The traces were run during the net.test, not during startup or anything.

I stripped down the traces a bit and diffed them, changing things like
mmaped addrs to 0x400000XXXXXXX and the PID to XX, so diff shows us
what is different. It is odd (and maybe important) that some mmap
happened to offset the addresses for certain data structures. If
everything was identical, those addrs would be too. (e.g., char *foo
should be at 0x400000f00bar for both good and bad, since the existence
of other processes shouldn't change our *virtual* mappings).

Some of the early differences are like this:

Syscall 100 ( read):(0x7, 0x7f7fffbfcd04, 0x13, 0x0, 0x0, 0x0)
ret: 0x13 proc: XX core: 0 vcore: 0 data:
- t\001\000\036\000
+ t\001\000\030\000

I think that's just the 9p FID being different for some reason.

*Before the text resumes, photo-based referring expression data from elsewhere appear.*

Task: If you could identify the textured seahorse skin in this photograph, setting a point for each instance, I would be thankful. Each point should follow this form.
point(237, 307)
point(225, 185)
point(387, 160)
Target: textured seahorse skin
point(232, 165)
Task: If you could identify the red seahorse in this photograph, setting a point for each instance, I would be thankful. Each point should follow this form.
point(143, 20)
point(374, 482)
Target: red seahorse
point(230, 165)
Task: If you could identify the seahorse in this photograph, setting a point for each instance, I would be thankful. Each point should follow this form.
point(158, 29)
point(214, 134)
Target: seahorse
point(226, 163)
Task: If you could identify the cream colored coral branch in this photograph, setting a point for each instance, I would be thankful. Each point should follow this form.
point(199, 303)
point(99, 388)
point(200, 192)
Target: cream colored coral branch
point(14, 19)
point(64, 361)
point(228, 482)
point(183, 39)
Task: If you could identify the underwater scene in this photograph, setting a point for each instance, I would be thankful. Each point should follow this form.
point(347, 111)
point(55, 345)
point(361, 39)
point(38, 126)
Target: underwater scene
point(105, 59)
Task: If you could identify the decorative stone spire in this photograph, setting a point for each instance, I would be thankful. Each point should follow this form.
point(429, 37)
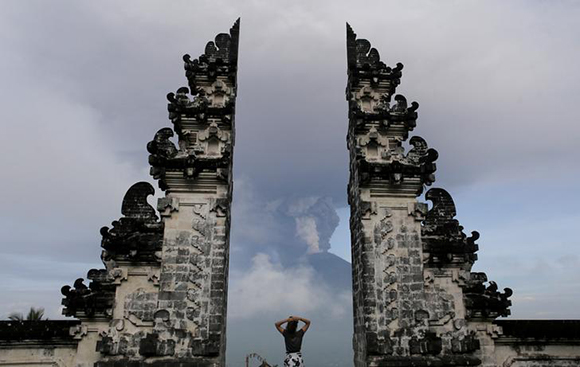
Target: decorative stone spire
point(138, 236)
point(415, 301)
point(162, 299)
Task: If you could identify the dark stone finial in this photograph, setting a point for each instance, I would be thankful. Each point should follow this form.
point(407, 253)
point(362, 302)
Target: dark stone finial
point(483, 301)
point(138, 235)
point(161, 146)
point(443, 237)
point(135, 203)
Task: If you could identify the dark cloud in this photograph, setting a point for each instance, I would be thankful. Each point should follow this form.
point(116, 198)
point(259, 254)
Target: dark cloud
point(84, 88)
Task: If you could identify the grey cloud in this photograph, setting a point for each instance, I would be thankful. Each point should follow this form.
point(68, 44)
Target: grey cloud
point(84, 87)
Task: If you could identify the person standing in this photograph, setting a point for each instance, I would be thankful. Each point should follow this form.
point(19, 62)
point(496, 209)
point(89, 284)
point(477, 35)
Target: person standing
point(293, 339)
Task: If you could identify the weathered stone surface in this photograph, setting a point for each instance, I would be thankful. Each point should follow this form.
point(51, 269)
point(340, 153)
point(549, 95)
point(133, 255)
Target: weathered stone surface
point(138, 236)
point(94, 300)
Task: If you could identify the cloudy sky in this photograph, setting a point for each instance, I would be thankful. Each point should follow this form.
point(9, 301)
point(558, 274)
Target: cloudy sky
point(83, 90)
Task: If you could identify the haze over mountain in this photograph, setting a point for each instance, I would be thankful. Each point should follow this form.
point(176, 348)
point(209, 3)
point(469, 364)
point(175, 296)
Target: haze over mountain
point(83, 91)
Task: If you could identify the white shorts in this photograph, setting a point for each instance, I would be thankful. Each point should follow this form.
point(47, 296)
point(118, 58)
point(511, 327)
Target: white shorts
point(293, 360)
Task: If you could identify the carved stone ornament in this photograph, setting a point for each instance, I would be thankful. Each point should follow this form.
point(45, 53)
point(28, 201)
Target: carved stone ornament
point(442, 235)
point(94, 300)
point(485, 302)
point(138, 235)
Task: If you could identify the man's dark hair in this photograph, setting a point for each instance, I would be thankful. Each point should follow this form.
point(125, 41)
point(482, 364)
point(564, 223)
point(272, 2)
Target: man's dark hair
point(292, 325)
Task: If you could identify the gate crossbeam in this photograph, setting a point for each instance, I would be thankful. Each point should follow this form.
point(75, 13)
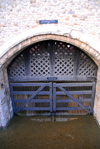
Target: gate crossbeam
point(33, 95)
point(67, 93)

Things don't differ til about halfway through the trace, til both good
and bad attempt to open lib/ndb/local.udp. Here's the thing: they both
fail to open that file. The file doesn't even exist. In fact, every
open call during the test from the good trace fails.

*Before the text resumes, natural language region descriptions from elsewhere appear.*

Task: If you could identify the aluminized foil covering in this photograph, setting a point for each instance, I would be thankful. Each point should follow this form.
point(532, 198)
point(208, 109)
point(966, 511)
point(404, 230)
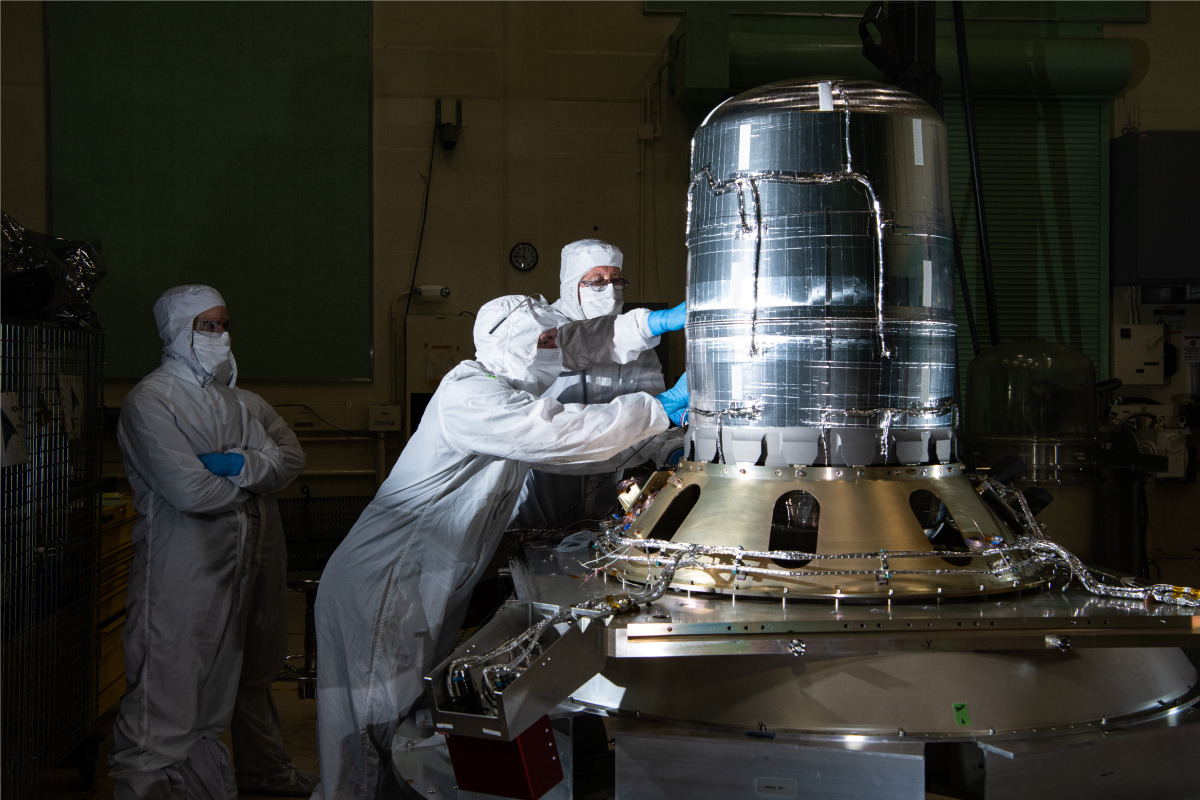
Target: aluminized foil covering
point(820, 262)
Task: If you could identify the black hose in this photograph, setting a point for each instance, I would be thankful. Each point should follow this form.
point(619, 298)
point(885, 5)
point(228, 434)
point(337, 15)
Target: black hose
point(989, 287)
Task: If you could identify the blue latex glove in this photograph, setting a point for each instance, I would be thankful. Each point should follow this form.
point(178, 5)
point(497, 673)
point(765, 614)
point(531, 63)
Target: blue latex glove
point(676, 401)
point(670, 319)
point(223, 464)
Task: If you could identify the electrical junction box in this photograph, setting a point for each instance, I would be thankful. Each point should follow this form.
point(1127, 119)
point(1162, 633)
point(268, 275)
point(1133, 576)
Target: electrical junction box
point(389, 419)
point(1170, 443)
point(1138, 354)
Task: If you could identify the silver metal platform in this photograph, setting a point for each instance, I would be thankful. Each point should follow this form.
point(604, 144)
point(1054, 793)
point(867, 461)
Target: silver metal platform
point(1048, 679)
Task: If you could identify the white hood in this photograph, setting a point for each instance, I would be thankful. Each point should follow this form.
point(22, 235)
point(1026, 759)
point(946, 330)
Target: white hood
point(579, 258)
point(174, 313)
point(507, 331)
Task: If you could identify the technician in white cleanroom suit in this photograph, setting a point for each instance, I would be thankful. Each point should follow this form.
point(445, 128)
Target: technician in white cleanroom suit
point(207, 615)
point(592, 286)
point(395, 593)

It makes me wonder how this thing is working at all.

There are also a few fixed MMAPs done at different places in the trace:

+mmap):(0x684000, 0x21000, 0x7, 0x30, 0xffffffffffffffff, 0x0)
(much later:)
-mmap):(0x6c5000, 0x21000, 0x7, 0x30, 0xffffffffffffffff, 0x0)

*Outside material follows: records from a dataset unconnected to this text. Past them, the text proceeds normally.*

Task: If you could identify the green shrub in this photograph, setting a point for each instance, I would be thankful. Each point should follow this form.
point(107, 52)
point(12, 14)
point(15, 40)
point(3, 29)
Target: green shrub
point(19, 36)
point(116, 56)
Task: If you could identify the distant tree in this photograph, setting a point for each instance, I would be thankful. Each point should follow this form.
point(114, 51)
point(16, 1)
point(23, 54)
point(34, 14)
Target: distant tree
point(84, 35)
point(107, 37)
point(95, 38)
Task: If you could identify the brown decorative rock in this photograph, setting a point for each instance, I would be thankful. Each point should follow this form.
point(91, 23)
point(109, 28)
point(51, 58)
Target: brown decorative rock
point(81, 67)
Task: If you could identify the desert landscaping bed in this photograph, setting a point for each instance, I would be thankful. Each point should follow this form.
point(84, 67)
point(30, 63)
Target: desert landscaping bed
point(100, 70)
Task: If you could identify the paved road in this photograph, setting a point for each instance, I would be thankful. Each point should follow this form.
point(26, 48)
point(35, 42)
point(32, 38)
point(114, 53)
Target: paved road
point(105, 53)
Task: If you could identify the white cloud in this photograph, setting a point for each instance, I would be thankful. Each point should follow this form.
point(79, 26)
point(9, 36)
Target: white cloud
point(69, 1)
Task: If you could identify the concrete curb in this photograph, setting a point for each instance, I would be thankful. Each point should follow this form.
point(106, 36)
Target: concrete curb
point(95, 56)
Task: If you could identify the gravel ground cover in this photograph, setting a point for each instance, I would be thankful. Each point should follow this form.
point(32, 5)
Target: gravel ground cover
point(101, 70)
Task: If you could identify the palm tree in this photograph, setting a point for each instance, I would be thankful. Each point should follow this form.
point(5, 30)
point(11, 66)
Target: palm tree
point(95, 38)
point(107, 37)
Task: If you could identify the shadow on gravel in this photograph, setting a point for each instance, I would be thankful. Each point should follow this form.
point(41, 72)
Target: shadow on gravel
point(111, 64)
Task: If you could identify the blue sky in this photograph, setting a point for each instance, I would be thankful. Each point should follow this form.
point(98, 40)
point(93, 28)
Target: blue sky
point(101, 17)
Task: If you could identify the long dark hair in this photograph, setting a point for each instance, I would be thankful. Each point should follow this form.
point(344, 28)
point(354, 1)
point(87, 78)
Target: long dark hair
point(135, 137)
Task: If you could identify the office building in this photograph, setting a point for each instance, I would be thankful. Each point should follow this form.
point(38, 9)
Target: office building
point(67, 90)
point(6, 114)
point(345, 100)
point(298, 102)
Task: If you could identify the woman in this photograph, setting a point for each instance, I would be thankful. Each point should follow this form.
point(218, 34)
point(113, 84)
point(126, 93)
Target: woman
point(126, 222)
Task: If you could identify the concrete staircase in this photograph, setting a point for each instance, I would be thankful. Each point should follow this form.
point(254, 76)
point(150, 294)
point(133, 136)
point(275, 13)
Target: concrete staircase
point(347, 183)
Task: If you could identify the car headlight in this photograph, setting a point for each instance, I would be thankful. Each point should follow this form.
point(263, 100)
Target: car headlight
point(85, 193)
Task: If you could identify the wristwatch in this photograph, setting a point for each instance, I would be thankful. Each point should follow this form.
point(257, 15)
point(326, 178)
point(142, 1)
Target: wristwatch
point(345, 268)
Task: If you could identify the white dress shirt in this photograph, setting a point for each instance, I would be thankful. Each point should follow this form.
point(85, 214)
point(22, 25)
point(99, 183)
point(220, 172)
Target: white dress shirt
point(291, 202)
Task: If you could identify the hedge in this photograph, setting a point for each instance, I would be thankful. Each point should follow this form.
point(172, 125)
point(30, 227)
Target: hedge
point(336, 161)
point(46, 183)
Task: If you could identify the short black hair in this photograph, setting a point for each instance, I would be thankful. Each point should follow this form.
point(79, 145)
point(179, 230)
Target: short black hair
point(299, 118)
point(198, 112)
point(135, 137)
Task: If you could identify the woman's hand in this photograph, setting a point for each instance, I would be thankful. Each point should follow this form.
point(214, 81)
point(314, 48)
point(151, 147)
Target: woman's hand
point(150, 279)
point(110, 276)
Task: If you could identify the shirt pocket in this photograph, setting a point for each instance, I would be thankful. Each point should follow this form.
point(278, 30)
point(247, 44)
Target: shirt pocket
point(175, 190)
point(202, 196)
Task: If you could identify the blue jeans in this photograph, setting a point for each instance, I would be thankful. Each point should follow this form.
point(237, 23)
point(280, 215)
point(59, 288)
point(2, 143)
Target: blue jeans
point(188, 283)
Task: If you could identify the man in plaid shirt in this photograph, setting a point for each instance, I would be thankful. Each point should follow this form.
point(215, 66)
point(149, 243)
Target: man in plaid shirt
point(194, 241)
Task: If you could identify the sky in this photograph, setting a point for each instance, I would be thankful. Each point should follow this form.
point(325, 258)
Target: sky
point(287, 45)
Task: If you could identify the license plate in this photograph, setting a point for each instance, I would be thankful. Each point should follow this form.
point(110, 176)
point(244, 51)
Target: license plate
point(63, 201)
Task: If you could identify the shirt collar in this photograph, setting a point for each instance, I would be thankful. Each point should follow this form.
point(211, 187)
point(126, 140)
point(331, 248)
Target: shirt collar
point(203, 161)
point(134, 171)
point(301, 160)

anyway, the same pattern happens for each request; something like this:
(minus is the good trace, + is the bad one)

Syscall 102 ( open):(0x400000XXXXXX, 0x13, 0x0, 0x0, 0x0, 0x0) ret: 0xffffffffffffffff proc: XX core: 0 vcore: 0 data:
/lib/ndb/common.udp
-Syscall 102 ( open):(0x400000XXXXXX, 0x11, 0x0, 0x0, 0x0, 0x0) ret: 0xffffffffffffffff proc: XX core: 0 vcore: 0 data:
- lib/ndb/local.udp
-Syscall 102 ( open):(0x400000XXXXXX, 0x12, 0x0, 0x0, 0x0, 0x0) ret: 0xffffffffffffffff proc: XX core: 0 vcore: 0 data:
- /lib/ndb/local.udp
-Syscall 102 ( open):(0x400000XXXXXX, 0x13, 0x0, 0x0, 0x0, 0x0) ret: 0xffffffffffffffff proc: XX core: 0 vcore: 0 data:
- /lib/ndb/common.udp
-Syscall 101 ( write):(0x7, 0x400000XXXXXX, 0xb, 0x0, 0x0, 0x0) ret: 0xb proc: XX core: 0 vcore: 0 data:
- \013\000
-Syscall 19 ( munmap):(0x400000XXXXXX, 0x4000, 0x0, 0x0, 0x0, 0x0) ret: 0x0 proc: XX core: 0 vcore: 0 data:
-Syscall 13 ( proc_yield):(0x0, 0x0, 0x0, 0x0, 0x0, 0x0) ret: 0x0 proc: XX core: 0 vcore: 0 data:
-Syscall 100 ( read):(0x7, 0x7f7fffbfcd00, 0x4, 0x0, 0x0, 0x0) ret: 0x4 proc: XX core: 0 vcore: 0 data:
-
-Syscall 100 ( read):(0x7, 0x7f7fffbfcd04, 0x13, 0x0, 0x0, 0x0) ret: 0x13 proc: XX core: 0 vcore: 0 data:
- t\001\000\036\000
-Syscall 18 ( mmap):(0x0, 0x4000, 0x7, 0x8020, 0xffffffffffffffff, 0x0) ret: 0x400000XXXXXX proc: XX core: 0 vcore: 0 data:
-Syscall 101 ( write):(0x7, 0x400000XXXXXX, 0x26, 0x0, 0x0, 0x0) ret: 0x26 proc: XX core: 0 vcore: 0 data:
- &\000\000\000u\001\000\033\000\000
-Syscall 19 ( munmap):(0x400000XXXXXX, 0x4000, 0x0, 0x0, 0x0, 0x0) ret: 0x0 proc: XX core: 0 vcore: 0 data:
-Syscall 13 ( proc_yield):(0x0, 0x0, 0x0, 0x0, 0x0, 0x0) ret: 0x0 proc: XX core: 0 vcore: 0 data:
-Syscall 100 ( read):(0x7, 0x7f7fffbfcd00, 0x4, 0x0, 0x0, 0x0) ret: 0x4 proc: XX core: 0 vcore: 0 data:
-
-Syscall 100 ( read):(0x7, 0x7f7fffbfcd04, 0x13, 0x0, 0x0, 0x0) ret: 0x13 proc: XX core: 0 vcore: 0 data:
- t\001\000\036\000
-Syscall 18 ( mmap):(0x0, 0x4000, 0x7, 0x8020, 0xffffffffffffffff, 0x0) ret: 0x400000XXXXXX proc: XX core: 0 vcore: 0 data:
-Syscall 101 ( write):(0x7, 0x400000XXXXXX, 0xb, 0x0, 0x0, 0x0) ret: 0xb proc: XX core: 0 vcore: 0 data:
- \013\000
+Syscall 101 ( write):(0x7, 0x400000XXXXXX, 0x24, 0x0, 0x0, 0x0) ret: 0x24 proc: XX core: 0 vcore: 0 data:
+ $\000\000\000k\001\000\033\000cs: ca

you can see the beginning of the errstr message in the last write
syscall. this is bad-cs saying "cs: can't translate service".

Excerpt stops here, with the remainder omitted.